Tuesday, January 19, 2016
The Danish Girl
Redmayne is a Danish painter of some reputation. He is married to Vikander, who is also a painter. They live a happy but childless life in Copenhagen. One day, while painting a large portrait of a woman, Vikander's model doesn't show up. She asks Redmayne to put on stockings and pumps and hold some diaphanous gown in his lap. He fingers the material sensually, and we can see the light bulb going off in his head. Later, Vikander will ask him if she caused what happened, and it's a good question, as the film implies that it does, though he denies it.
Later, they will play a game in which Vikander dresses her husband up as "Lily" and passes "her" off as Redmayne's cousin. They get a kick out of it, but Redmayne slowly becomes consumed by his alter-ego, and he starts to see doctors for a cure. Most want to lock him up or give him a lobotomy (he scoots out of the window of one doctor before he can be put in a straitjacket). He undergoes radiation treatment on his privates, which couldn't have been pleasant. Finally a doctor in Germany (Sebastian Koch) tries a radical new procedure on him.
The film is breathtaking beautiful. Hooper and his cameraman, Danny Cohen, have used a painterly eye to match their subjects. The point of the view of the artist is a main theme running through the film, as if people could create themselves, or recreate themselves, as objets d'art.
But Hooper, and his screenwriter Lucinda Coxon (the source material is a novel, not a work of nonfiction) seem so hellbent on treating Lily respectfully that the whole this is defanged. I think Redmayne is brilliant--at the beginning he is a delicate but not effeminate man, but slowly, like a chrysalis, he turns into a woman (and wears the clothes quite well--if someone wants to do a biopic of David Bowie, here's your actor). Vikander, in some ways, plays the more interesting role. She's the supportive, kinky wife (when she first discovers him wearing her underwear it turns him on), but realizes that if he becomes a woman she will lose "him," but out of love goes through it anyway.

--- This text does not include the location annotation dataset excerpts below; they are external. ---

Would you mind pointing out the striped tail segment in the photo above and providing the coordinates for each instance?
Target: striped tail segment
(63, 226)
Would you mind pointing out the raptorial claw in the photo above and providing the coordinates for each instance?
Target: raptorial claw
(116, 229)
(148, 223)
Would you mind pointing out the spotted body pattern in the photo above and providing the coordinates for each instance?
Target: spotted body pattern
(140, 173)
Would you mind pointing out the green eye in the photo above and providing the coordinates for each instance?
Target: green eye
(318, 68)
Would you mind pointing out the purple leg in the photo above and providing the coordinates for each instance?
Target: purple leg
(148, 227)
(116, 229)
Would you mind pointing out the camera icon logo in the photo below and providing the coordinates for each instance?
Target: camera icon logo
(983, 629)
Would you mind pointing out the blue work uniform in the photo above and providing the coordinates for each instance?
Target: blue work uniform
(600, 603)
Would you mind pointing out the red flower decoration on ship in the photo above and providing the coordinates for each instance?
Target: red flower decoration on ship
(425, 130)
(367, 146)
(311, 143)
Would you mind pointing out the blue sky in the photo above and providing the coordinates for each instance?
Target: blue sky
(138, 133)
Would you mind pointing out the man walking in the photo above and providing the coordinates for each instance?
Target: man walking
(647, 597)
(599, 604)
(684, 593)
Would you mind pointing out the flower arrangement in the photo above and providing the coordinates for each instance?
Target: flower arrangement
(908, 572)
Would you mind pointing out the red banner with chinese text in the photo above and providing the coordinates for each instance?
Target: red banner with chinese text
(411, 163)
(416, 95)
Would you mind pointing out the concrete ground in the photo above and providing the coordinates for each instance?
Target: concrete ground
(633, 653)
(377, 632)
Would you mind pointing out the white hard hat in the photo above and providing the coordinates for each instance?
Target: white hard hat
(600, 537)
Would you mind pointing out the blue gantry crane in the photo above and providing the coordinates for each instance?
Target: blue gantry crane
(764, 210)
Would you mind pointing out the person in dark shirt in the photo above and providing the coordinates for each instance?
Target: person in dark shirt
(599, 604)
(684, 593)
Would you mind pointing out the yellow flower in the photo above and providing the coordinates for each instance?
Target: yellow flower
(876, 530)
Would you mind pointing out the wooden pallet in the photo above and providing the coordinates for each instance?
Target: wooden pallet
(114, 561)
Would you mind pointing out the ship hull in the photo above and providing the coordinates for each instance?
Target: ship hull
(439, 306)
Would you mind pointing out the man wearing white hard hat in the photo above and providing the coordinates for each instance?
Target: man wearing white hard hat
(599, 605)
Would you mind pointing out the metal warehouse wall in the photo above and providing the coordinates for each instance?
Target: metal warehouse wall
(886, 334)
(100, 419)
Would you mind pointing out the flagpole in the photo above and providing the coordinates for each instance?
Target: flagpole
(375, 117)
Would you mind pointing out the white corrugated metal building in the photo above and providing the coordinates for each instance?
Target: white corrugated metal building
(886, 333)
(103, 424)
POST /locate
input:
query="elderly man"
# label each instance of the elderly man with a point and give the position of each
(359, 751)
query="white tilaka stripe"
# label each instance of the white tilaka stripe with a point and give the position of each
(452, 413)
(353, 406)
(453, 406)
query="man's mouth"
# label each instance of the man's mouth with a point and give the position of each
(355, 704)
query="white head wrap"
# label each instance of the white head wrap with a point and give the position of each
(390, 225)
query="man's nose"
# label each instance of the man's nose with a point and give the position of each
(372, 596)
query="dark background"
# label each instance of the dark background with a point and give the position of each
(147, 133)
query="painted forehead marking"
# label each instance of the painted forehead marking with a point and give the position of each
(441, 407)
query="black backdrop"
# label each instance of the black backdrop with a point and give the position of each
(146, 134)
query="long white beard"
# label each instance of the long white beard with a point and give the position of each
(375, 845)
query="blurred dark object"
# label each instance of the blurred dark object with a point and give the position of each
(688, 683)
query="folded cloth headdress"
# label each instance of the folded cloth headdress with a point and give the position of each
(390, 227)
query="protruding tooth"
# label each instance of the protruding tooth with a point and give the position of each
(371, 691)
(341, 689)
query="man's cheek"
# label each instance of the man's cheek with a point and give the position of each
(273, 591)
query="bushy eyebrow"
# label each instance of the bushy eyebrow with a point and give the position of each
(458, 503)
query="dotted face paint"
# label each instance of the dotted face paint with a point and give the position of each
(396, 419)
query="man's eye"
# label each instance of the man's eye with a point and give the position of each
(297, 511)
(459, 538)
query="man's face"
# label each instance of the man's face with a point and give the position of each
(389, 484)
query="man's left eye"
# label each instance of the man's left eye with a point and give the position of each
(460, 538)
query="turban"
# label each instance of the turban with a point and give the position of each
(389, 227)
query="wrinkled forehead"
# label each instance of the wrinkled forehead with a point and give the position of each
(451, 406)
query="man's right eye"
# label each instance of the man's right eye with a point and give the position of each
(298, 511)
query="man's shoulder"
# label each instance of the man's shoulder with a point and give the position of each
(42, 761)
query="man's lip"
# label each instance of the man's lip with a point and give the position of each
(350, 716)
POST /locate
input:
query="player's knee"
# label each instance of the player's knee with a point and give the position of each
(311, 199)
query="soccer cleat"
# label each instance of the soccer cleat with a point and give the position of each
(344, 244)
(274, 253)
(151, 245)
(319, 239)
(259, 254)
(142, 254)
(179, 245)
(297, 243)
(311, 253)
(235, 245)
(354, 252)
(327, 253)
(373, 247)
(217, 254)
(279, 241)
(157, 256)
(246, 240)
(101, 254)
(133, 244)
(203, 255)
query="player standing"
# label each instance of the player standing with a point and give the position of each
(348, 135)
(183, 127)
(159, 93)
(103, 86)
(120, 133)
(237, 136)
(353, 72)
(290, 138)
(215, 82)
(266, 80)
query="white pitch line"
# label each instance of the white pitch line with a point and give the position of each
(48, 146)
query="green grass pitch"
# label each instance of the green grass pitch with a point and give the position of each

Aside from the harrowing scenes at the doctors' offices, there isn't a sense of peril in the film that I think it needs. I imagine being a transvestite in the decadent '20s in Denmark was probably the place to be a transvestite, but it was still a risky thing to be. I think of the decadence expressed in Bob Fosse's Cabaret, which is needed here. The Danish Girl is the most wholesome movie about transgender persons that could ever be made.